Open-Source Model Router Cuts AI API Costs 40-70% with a Single Endpoint Change — Workweave Router Deep Dive

Workweave Router is a new open-source tool that routes every LLM prompt to the optimal model in under 50ms, cutting API costs by 40-70%. We break down how it works, why model routing matters now more than ever, and the practical setup.

If you run an AI-powered product, your biggest headache after latency is probably cost. You're either overpaying because every prompt hits your most powerful model, or you're hurting quality because you manually routed the cheap one to a use case it can't handle.

A new open-source project called Workweave Router aims to solve exactly this — and the HN community gave it 144 points in its first day, which tells you developers are feeling the pain.

What Is Model Routing and Why Does It Matter Now?

Model routing is the practice of sending each LLM request to the cheapest model that can handle it well, rather than always using your most capable (and expensive) model for everything. It's not new — companies like OpenRouter and Portkey have offered API-level routing for a while. But the landscape shifted in mid-2026:

1. You have too many good models to choose from. Between OpenAI's GPT-5.5/5.6 family, Anthropic's Claude Mythos/Fable/Haiku, Google's Gemini 3.5 series, and various open-weight models, the list of capable LLMs has grown past 40+ production-ready options.

2. The price gap between premium and affordable models is widening. GPT-5.6 Sol costs $5/M input tokens, while fast models like Luna or Claude Haiku cost a fraction. If even 30% of your traffic can be handled by a cheap model, that's a massive savings.

3. Models have uneven strengths. One model might be great at code generation but bad at creative writing. A router that learns these patterns can send each task to its best-fit model — not just the cheapest.

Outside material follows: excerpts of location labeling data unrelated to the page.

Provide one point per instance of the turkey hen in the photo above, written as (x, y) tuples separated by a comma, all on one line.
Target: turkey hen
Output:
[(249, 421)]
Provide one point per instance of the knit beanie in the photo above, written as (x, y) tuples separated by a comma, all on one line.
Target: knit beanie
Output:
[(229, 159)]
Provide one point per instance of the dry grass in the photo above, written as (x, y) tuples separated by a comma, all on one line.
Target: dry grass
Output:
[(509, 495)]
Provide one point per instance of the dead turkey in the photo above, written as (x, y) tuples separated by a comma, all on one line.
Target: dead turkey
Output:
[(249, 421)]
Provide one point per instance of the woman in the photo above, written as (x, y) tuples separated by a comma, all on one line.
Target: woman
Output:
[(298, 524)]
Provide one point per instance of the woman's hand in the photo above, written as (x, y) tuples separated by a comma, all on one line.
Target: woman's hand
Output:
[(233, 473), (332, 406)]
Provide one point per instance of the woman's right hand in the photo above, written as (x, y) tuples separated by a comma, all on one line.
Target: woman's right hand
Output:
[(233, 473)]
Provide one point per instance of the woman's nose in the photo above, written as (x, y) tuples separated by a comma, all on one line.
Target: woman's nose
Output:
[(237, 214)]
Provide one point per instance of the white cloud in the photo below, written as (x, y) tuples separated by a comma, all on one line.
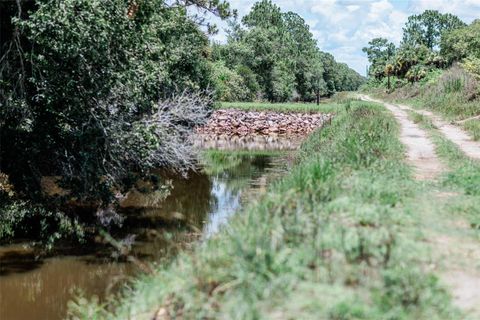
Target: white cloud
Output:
[(344, 27)]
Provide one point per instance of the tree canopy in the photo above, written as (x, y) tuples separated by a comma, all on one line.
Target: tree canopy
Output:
[(282, 57), (431, 40)]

How Workweave Router Works

The GitHub repo describes it simply: "Routes every prompt to the right model in <50ms. Cut costs 40-70% with just an endpoint change."

Here's the architecture:

• Smart routing: The router evaluates each incoming prompt (embedding-based classification, not just keyword matching) and decides which backend model should handle it

• Sub-50ms overhead: The routing decision itself is fast enough that it doesn't meaningfully add to your p95 latency

• Drop-in endpoint: You change your API URL to the router's endpoint, and it handles the dispatch to OpenAI, Anthropic, or whatever provider you configure

• Agent-friendly: Designed specifically for agentic systems (Claude Code, Codex, Cursor) where cost multiplies quickly because agents make many back-and-forth calls per task

It's built in Go with a frontend dashboard, so you get visibility into which models are being used and how much you're saving.

Why This Is Timely

The GPT-5.6 launch makes model routing even more relevant. OpenAI now has three tiers (Sol, Terra, Luna), and most teams will want to use all three for different purposes. Manually coding this logic into your application is brittle. An external router decouples the routing policy from your application code.

Meanwhile, the government restrictions on frontier models (Anthropic Mythos/Fable, OpenAI GPT-5.6 being limited to trusted partners) mean that building on a single model is a reliability risk. A router that can fall back to different providers gives you a layer of resilience.

What the Community Says

The 144+ HN points on the launch thread suggest real demand. Commenters raised a few practical concerns:

• Latency for real-time use: Sub-50ms is fine for most workloads, but if you're building a chatbot that needs instant responses, every millisecond counts

• OpenAI/Anthropic TOS: Some providers' terms of service restrict how you can route their models through third-party intermediaries — you'll want to check your specific agreement

• Classification quality: The router's decision-making is only as good as its embedding model. False positives (sending a hard reasoning task to a cheap model) can tank quality

Setting It Up

The project is open source on GitHub. The basic setup is:

1. Clone the repo from github.com/workweave/router 2. Configure your API keys in the env file 3. Run with Docker or Go directly 4. Point your application to the router endpoint instead of the provider directly

The frontend dashboard gives you visibility into routing decisions and cost savings in near real-time.

The Bigger Picture

Workweave Router is part of a broader trend. As AI API costs remain the #1 concern for developers building with LLMs (our own 2026 pricing guide tracked 42 models across 10 providers), smart routing is becoming standard infrastructure.

We're seeing a few patterns:

• Provider-agnostic tooling is winning. Lock-in to a single model or provider is increasingly seen as a risk, especially with government restrictions creating sudden availability gaps

• Cost optimization is moving from manual to automatic. Instead of developers hard-coding "use model A for code, model B for chat," routers can learn usage patterns

• The router market is heating up. OpenRouter, Portkey, and now Workweave — expect consolidation as this becomes table stakes for AI infrastructure

Practical Takeaway

If you're spending more than $500/month on LLM API calls and you aren't using some form of model routing, you're probably overpaying by 30-50%. Workweave Router is a solid open-source option to try before committing to a paid service. Given the widening price gaps between model tiers and the increasing number of capable options, this kind of tooling is becoming hard to justify living without.